St. Olaf College computer science major Maggie Wanek ’15 tells the Chronicle of Higher Education that the digital tools she’s developed to help humanities faculty members with their research “illustrate the relevance and the versatility of computer science as pertaining to other disciplines.”

Wanek’s work with two St. Olaf history professors is part of the college’s new High Performance Computing in Context (HiPerCiC) project, which enables computer science majors to custom-build applications for professors in other disciplines that will enhance their research and teaching.

“This is beneficial for archaeologists and historians as it unlocks new capabilities for their work. It’s also beneficial to students and computer scientists as it gives us applicable work to do that has real impact in a discipline,” Wanek tells the Chronicle, which highlighted her work as part of a collection of articles exploring the digital humanities.

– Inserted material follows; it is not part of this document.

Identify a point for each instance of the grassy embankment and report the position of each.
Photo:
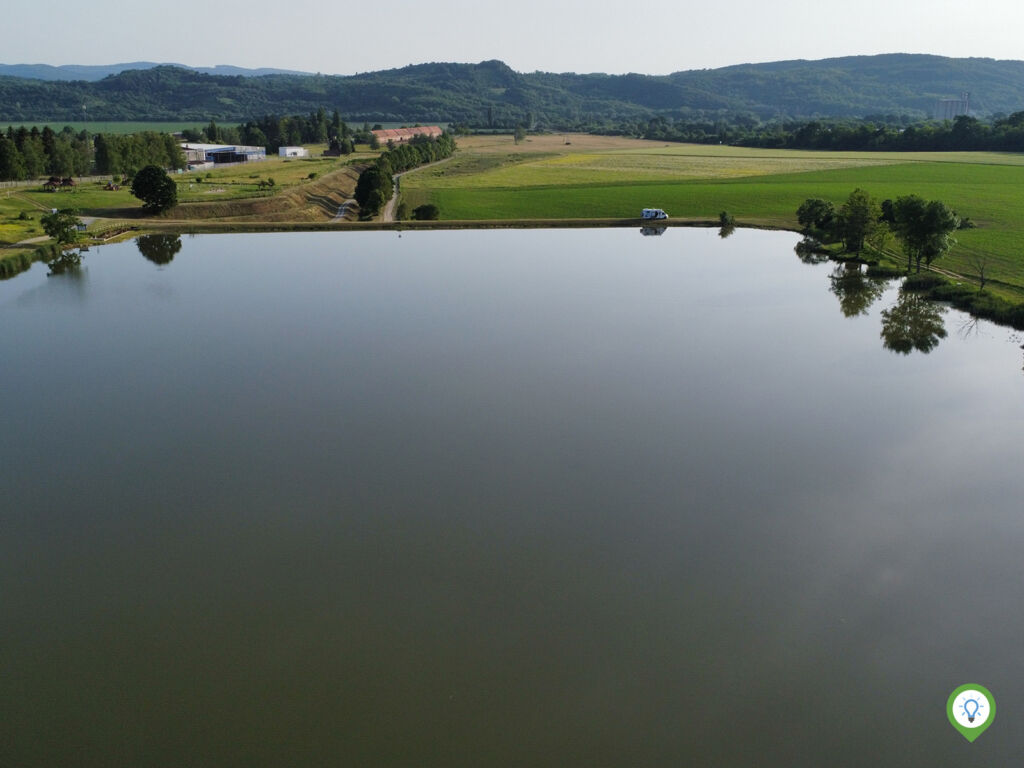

The HiPerCiC project, developed by St. Olaf Professor of Computer Science Dick Brown, is one of several digital humanities initiatives that the college is developing with the support of a new grant from the Andrew W. Mellon Foundation.

As part of the project, Wanek is currently working with Associate Professor of History Tim Howe to develop an interactive website that will display, in real time, 3-D images of the artifacts found this summer at the ancient Roman town Antiochia ad Cragum in southern Turkey.

Prior to that, Wanek and Michael Stone ’13 worked with Professor of History Mike Fitzgerald to visualize voting returns in Reconstruction-era Alabama.